Membaca Narasi di Balik Kerusakan Fisik
Kapolrestabes Makassar, Kombes Pol Arya Perdana, menyebut insiden ini bermula dari "kesalahpahaman". Namun, kata itu mungkin terlalu sederhana untuk menggambarkan kompleksitas yang terjadi. Data dari Lembaga Studi Konflik Perkotaan mencatat bahwa dalam lima tahun terakhir, setidaknya ada 15 insiden serupa di berbagai kota di Indonesia di mana aksi demonstrasi bertabrakan dengan aktivitas warga biasa, yang berujung pada eskalasi kekerasan. Polanya sering sama: komunikasi yang buruk, ketiadaan mediator yang dipercaya kedua belah pihak, dan respons yang digerakkan oleh emosi ketimbang rasionalitas.
Di Makassar khususnya, ada dinamika unik. Sebagai kota dengan pertumbuhan ekonomi digital yang pesat, jumlah pengemudi ojol meningkat signifikan—menurut Asosiasi Ojek Online Indonesia, ada lebih dari 50,000 pengemudi aktif di Sulawesi Selatan, dengan mayoritas beroperasi di Makassar. Mereka adalah bagian dari denyut nadi ekonomi kota, namun seringkali merasa tidak memiliki saluran aspirasi yang memadai. Sementara mahasiswa, dengan akses ke pendidikan dan wacana kritis, memiliki alat untuk menyuarakan ketidakadilan tetapi terkadang kurang memiliki mekanisme untuk berinteraksi konstruktif dengan kelompok masyarakat lain. Ketika dua dunia ini bertabrakan tanpa bahasa yang sama, ledakan sosial menjadi konsekuensi yang hampir tak terhindarkan.

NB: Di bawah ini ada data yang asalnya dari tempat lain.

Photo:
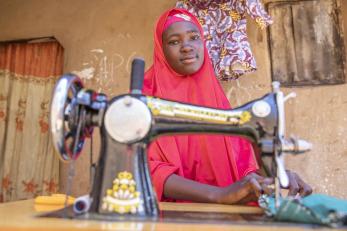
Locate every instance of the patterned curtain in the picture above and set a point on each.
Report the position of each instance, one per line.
(28, 165)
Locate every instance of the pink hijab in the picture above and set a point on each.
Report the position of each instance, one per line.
(210, 159)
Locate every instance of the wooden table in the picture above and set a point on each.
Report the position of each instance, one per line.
(21, 215)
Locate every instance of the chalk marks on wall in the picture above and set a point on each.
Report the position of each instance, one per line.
(105, 71)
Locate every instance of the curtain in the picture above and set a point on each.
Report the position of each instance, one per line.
(28, 164)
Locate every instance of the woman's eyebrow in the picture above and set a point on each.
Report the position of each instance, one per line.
(187, 32)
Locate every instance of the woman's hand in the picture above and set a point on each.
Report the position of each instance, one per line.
(249, 188)
(297, 186)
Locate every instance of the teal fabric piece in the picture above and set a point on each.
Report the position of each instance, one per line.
(314, 209)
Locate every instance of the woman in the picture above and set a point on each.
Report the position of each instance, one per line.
(200, 168)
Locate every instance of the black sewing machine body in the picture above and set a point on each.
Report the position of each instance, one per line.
(128, 123)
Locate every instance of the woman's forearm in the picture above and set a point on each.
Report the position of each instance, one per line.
(180, 188)
(242, 191)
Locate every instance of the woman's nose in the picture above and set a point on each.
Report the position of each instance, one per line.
(186, 47)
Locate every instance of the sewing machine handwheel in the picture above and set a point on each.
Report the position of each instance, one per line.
(64, 117)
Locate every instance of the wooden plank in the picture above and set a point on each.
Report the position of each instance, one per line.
(306, 42)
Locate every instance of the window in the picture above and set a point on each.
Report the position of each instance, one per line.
(306, 42)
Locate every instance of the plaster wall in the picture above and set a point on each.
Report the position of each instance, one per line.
(101, 37)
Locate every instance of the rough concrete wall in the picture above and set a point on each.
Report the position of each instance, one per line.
(101, 37)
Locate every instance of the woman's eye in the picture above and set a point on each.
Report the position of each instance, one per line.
(195, 37)
(173, 42)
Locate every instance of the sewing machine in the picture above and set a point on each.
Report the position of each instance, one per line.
(128, 123)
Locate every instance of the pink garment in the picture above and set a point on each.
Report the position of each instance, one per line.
(224, 23)
(211, 159)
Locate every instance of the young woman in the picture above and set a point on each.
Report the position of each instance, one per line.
(200, 168)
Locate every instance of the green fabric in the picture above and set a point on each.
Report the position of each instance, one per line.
(314, 209)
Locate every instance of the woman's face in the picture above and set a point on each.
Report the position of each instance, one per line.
(183, 47)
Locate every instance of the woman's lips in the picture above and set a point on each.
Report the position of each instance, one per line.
(189, 60)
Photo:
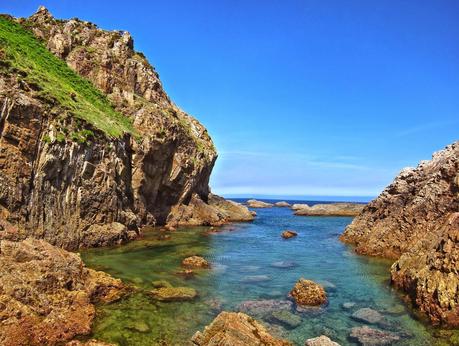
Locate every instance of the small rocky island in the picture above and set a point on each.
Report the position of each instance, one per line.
(415, 221)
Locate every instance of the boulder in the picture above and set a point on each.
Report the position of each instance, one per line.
(285, 318)
(308, 293)
(367, 315)
(172, 294)
(321, 341)
(236, 329)
(195, 262)
(289, 234)
(367, 336)
(253, 203)
(331, 209)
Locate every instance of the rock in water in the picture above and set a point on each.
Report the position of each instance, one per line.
(174, 294)
(195, 262)
(253, 203)
(47, 294)
(286, 318)
(136, 160)
(236, 329)
(329, 209)
(321, 341)
(367, 336)
(308, 293)
(416, 221)
(289, 234)
(282, 204)
(367, 315)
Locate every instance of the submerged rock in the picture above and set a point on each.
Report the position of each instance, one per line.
(171, 294)
(321, 341)
(415, 221)
(256, 278)
(236, 329)
(367, 336)
(253, 203)
(264, 307)
(308, 293)
(195, 262)
(47, 294)
(289, 234)
(330, 209)
(286, 318)
(284, 264)
(368, 315)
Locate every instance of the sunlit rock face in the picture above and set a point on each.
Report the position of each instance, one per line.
(76, 193)
(415, 220)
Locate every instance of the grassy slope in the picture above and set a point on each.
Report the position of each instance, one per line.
(22, 51)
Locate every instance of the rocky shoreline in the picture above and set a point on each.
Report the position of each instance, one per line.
(415, 221)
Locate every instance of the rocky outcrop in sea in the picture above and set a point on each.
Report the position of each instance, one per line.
(415, 221)
(81, 183)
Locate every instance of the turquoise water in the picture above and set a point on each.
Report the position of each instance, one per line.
(242, 258)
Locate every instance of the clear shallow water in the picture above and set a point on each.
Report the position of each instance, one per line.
(237, 254)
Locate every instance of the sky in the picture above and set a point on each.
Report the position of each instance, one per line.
(302, 98)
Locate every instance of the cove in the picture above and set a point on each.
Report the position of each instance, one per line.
(250, 261)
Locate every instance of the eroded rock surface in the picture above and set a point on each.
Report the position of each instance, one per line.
(47, 295)
(415, 221)
(308, 293)
(329, 209)
(101, 190)
(236, 329)
(253, 203)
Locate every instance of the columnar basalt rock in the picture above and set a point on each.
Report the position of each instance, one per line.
(47, 295)
(77, 193)
(415, 221)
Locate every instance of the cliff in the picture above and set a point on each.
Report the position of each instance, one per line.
(415, 220)
(91, 146)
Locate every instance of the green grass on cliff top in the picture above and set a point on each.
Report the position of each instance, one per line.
(56, 81)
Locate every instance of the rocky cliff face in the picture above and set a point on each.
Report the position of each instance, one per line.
(64, 180)
(416, 221)
(47, 295)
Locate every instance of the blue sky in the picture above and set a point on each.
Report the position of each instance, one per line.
(323, 97)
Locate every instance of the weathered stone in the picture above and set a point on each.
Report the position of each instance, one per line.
(195, 262)
(282, 204)
(47, 293)
(289, 234)
(321, 341)
(367, 336)
(308, 293)
(367, 315)
(253, 203)
(416, 221)
(236, 329)
(264, 307)
(329, 209)
(104, 191)
(286, 318)
(171, 294)
(284, 264)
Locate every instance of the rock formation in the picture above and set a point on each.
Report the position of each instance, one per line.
(78, 181)
(236, 329)
(47, 295)
(308, 293)
(253, 203)
(329, 209)
(415, 220)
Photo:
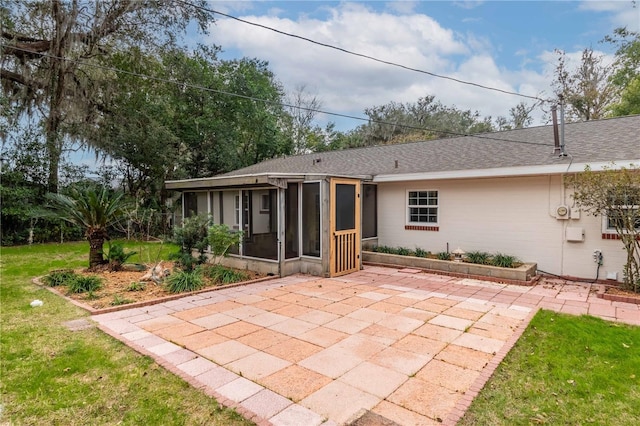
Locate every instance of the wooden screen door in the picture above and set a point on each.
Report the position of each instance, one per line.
(345, 226)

Refleksi untuk Kota yang Lebih Tanggap
Melihat pecahnya kaca dan kerusakan di kampus UNM, kita mungkin tergoda untuk hanya menyalahkan salah satu pihak atau mencari-cari kambing hitam. Namun, pendekatan seperti itu justru akan mengubur akar masalah lebih dalam. Polisi telah berjanji akan memproses kasus ini secara hukum—sebuah langkah penting untuk menegaskan bahwa kekerasan bukanlah solusi. Tapi, apakah penegakan hukum saja cukup?

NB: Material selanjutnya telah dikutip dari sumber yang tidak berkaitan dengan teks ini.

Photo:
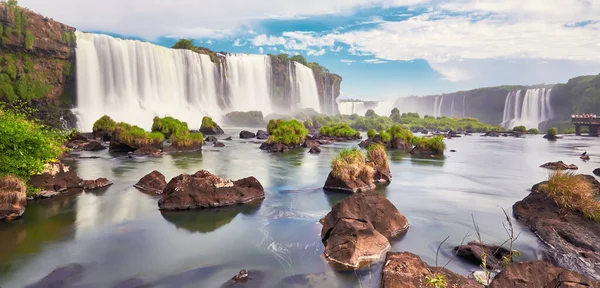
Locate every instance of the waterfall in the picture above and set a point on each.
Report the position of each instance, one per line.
(134, 81)
(307, 87)
(530, 110)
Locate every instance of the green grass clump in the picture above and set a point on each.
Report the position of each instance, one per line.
(25, 146)
(169, 126)
(105, 123)
(290, 132)
(341, 130)
(573, 192)
(350, 164)
(435, 144)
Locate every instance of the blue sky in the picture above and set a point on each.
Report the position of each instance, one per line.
(383, 49)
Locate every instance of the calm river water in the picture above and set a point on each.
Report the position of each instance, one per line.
(119, 234)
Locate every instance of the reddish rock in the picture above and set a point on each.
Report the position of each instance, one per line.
(358, 228)
(538, 274)
(205, 190)
(152, 183)
(407, 270)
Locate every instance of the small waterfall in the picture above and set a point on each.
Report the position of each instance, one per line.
(530, 110)
(307, 88)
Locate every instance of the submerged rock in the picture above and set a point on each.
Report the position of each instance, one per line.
(247, 135)
(205, 190)
(559, 165)
(407, 270)
(13, 197)
(540, 274)
(573, 240)
(154, 182)
(358, 228)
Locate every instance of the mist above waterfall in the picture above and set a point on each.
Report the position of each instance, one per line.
(134, 81)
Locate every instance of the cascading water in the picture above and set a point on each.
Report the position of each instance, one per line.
(530, 110)
(134, 81)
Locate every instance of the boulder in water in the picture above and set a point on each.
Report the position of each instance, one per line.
(154, 182)
(205, 190)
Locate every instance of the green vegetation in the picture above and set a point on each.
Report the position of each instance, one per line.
(341, 130)
(435, 144)
(573, 192)
(105, 123)
(25, 145)
(350, 164)
(168, 126)
(290, 132)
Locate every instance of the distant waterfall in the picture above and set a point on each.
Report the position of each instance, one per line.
(133, 81)
(529, 110)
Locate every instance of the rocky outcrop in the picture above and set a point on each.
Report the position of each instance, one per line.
(13, 198)
(154, 182)
(539, 274)
(356, 231)
(559, 165)
(573, 241)
(205, 190)
(407, 270)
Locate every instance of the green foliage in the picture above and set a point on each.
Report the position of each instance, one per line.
(290, 132)
(341, 130)
(521, 129)
(25, 146)
(371, 133)
(169, 126)
(105, 123)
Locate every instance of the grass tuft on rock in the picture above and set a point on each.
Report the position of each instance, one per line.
(573, 192)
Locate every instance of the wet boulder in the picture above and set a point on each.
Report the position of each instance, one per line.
(407, 270)
(154, 182)
(205, 190)
(356, 231)
(13, 197)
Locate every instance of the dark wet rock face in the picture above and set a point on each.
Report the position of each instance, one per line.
(247, 135)
(559, 165)
(573, 240)
(357, 230)
(472, 253)
(358, 185)
(407, 270)
(538, 274)
(205, 190)
(154, 182)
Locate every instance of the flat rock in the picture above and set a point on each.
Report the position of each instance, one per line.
(407, 270)
(205, 190)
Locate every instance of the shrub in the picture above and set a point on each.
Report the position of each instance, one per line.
(290, 132)
(105, 123)
(521, 129)
(371, 133)
(377, 155)
(573, 192)
(350, 164)
(169, 126)
(25, 146)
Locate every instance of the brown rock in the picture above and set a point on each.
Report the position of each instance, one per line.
(13, 197)
(152, 183)
(204, 190)
(573, 240)
(359, 185)
(407, 270)
(538, 274)
(559, 165)
(358, 228)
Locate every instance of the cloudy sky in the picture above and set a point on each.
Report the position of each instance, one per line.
(382, 48)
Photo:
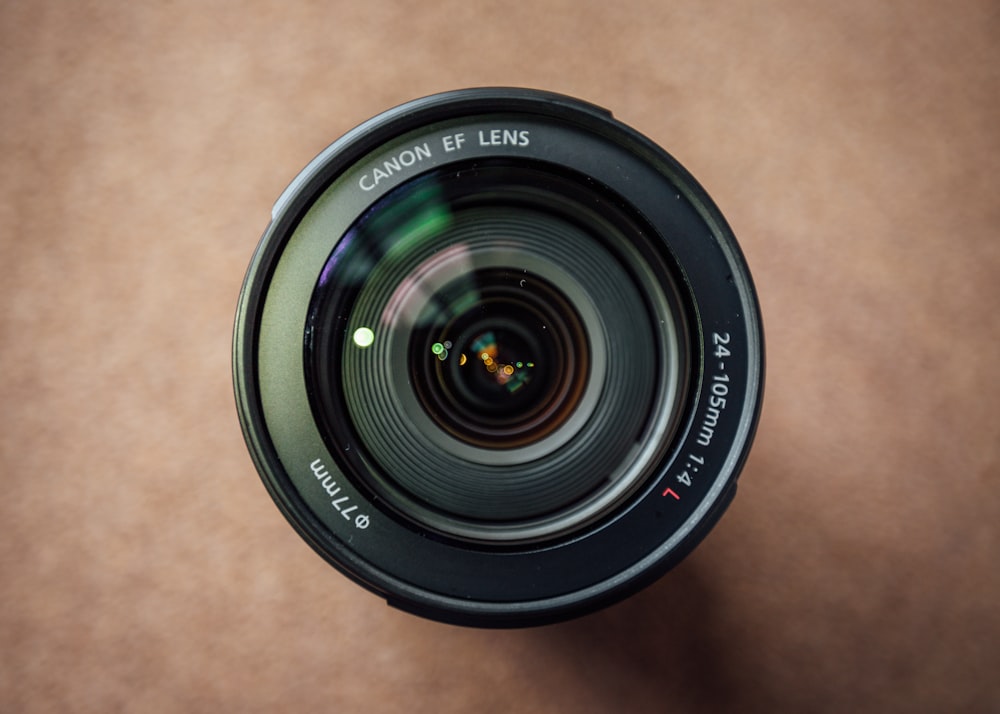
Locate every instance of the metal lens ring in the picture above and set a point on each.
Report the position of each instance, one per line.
(511, 367)
(498, 358)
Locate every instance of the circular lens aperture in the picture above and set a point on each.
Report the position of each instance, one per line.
(498, 357)
(500, 361)
(526, 356)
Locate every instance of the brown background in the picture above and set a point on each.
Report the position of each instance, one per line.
(854, 147)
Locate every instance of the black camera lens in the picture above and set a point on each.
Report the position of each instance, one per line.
(498, 357)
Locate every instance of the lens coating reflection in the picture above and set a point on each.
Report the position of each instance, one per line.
(525, 368)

Sebagai masyarakat kota yang hidup dalam ruang yang sama, kita perlu bertanya: bagaimana menciptakan mekanisme sehingga solidaritas kelompok tidak berubah menjadi gerombolan destruktif? Bagaimana membangun jembatan komunikasi antara kampus—sebagai pusat intelektual—dengan para pekerja gig yang menjadi tulang punggung ekonomi urban? Insiden di UNM seharusnya menjadi alarm keras bagi kita semua. Di era di mana informasi menyebar cepat dan mobilisasi massa bisa terjadi dalam hitungan menit, kita membutuhkan lebih dari sekadar aparat keamanan—kita membutuhkan budaya dialog, empati antar-kelompok, dan pemahaman bahwa ruang kota adalah milik bersama yang harus dijaga bersama.
Malam itu di Makassar, dua kelompok yang sebenarnya sama-sama rentan dalam sistem yang lebih besar justru saling menghancurkan. Mereka lupa bahwa musuh sebenarnya bukanlah satu sama lain. Saat lampu-lampu kota kembali menyala dan puing-puing dibersihkan, semoga yang tersisa bukan hanya luka dan dendam, tetapi pelajaran berharga tentang bagaimana menjadi warga kota yang tidak hanya hidup berdampingan, tetapi juga mampu saling mendengarkan—bahkan di saat-saat paling tegang sekalipun. Bagaimana menurut Anda, langkah apa yang paling krusial untuk mencegah terulangnya tragedi seperti ini di kota kita?